I have lived in my tree-house for over three and a half years now.  When I first moved in, I cleansed my rooms, blessed them and cast protections. If those protections were not strong, they were sufficient for the magick that I was capable of at the time.  At that time my relationships with my Patrons were about as much protection as I needed, as my magick was not truly strong enough to draw attention from anyone with whom I did not have a strong relationship.

It took me one year and three moves to find my tree-house.  Since moving in, my home has supported me, comforted me and sheltered me.  It has kept me warm and safe.  It provides me with light and beauty and the quiet solitude that I find necessary to do my work.  It nurtures my life, my work, my heart and my soul.  It is the place I sleep, dream, write, make love, share tea with my friends and family and cast magick, worship my Gods, honor my Ancestors and my Allies.  It is the home I return to at the end of every day, and the place where my Pwca lives day in and day out.  It is that place of safety and strength from which I venture forth into this world and into the Otherworlds. 

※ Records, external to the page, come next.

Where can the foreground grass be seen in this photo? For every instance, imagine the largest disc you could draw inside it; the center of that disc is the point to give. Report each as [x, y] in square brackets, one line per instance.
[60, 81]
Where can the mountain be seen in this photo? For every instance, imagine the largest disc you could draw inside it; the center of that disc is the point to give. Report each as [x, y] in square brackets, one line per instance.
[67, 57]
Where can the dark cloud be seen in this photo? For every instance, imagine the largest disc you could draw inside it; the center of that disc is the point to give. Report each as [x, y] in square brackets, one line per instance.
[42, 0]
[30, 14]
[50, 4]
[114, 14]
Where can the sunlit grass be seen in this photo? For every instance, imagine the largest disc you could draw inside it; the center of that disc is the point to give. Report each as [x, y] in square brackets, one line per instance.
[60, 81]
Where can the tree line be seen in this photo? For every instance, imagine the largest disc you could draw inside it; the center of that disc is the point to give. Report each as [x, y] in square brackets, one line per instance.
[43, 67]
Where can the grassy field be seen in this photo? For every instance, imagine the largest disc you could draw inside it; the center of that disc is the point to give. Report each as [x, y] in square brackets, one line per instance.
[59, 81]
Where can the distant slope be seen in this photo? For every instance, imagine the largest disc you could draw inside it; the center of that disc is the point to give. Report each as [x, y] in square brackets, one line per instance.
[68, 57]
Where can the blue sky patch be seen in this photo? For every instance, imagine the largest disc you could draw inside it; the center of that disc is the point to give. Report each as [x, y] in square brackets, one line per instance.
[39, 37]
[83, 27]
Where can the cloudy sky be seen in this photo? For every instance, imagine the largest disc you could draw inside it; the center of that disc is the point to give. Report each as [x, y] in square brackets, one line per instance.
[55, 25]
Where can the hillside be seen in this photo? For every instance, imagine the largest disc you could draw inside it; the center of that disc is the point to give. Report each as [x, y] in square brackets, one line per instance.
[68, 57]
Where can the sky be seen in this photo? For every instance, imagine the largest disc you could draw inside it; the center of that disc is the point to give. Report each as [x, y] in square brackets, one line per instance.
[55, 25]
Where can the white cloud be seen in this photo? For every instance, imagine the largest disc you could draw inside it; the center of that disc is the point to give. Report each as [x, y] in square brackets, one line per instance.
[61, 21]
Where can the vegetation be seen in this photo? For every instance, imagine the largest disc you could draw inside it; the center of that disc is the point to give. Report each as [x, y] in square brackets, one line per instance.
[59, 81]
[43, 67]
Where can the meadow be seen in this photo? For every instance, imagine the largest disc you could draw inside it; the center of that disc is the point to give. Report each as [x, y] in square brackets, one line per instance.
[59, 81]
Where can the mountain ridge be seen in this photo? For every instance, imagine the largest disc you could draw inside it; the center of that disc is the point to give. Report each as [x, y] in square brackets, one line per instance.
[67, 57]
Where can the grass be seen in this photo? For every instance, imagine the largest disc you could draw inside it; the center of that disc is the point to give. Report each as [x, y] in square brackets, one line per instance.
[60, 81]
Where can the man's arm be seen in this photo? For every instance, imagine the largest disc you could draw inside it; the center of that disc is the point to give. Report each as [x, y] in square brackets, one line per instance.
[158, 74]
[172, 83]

During the past three years my magick has grow and at one point it became bright enough, strong enough to draw interest from “others”.  Pwca was reacting to the presence of other energy with a great deal of agitation, not a good thing in a familiar who is magickal and wild by nature.  So I decided that we needed to cast new protective spells in order to keep out what was disruptive to us and our peaceful cohabitation.  I included Pwca in the casting because he lives here and he has his own magick.

But something unexpected happened.  The spell was transformed.  It was made into something more elegant, lovelier.  Instead of simply providing protection, the magick lifts glamours and facilitates truth and healing.  This was not even in my thoughts although, my heart would have held these intentions had my mind thought of them.  I believe that it was the Spirit of the tree-house who affected the spells. 

Ysbryd is a Welsh word for spirit.  It is the name I use for the Spirit of my home.  I have been working to strengthen my relationship to Ysbryd.  I have a small altar on a corner of the kitchen counter where I make offerings of thanks and love to Ysbryd.  I greet her and light a small candle.  I burn incense and offer my thanks for all that she does for me and Pwca.  I place a small vase of flowers or a cup of tea and ask for her continued care and magick.  And I sing for her and then listen to hear what she might have to say to me.

I give thanks for Ysbryd and for her influence on my life and for her care of my beautiful home.                                                                                                                                            

Tuesday, December 2, 2014

Expectations


I have been trying to live up to the expectations of others for most of my life.  I have never really known what those expectations were, I have usually failed to meet them and, I have never stopped trying.  But in trying to understand what others expect from me, and in trying to meet those imagined expectations, I have failed to see what it was that I expected of myself.  I have limited my beliefs of what I am capable of. 

I have failed to see that I can do and be more than what someone else expects.  I have assumed that I am less than, rather than more than, what another wanted me to be, or what I imagined that they wanted me to be.

There is a lovely and delicious freedom in letting go of those expectations and the limits that I have placed upon myself.

My imagination is enjoying the freedom and is discovering possibilities that I have never dreamed of before.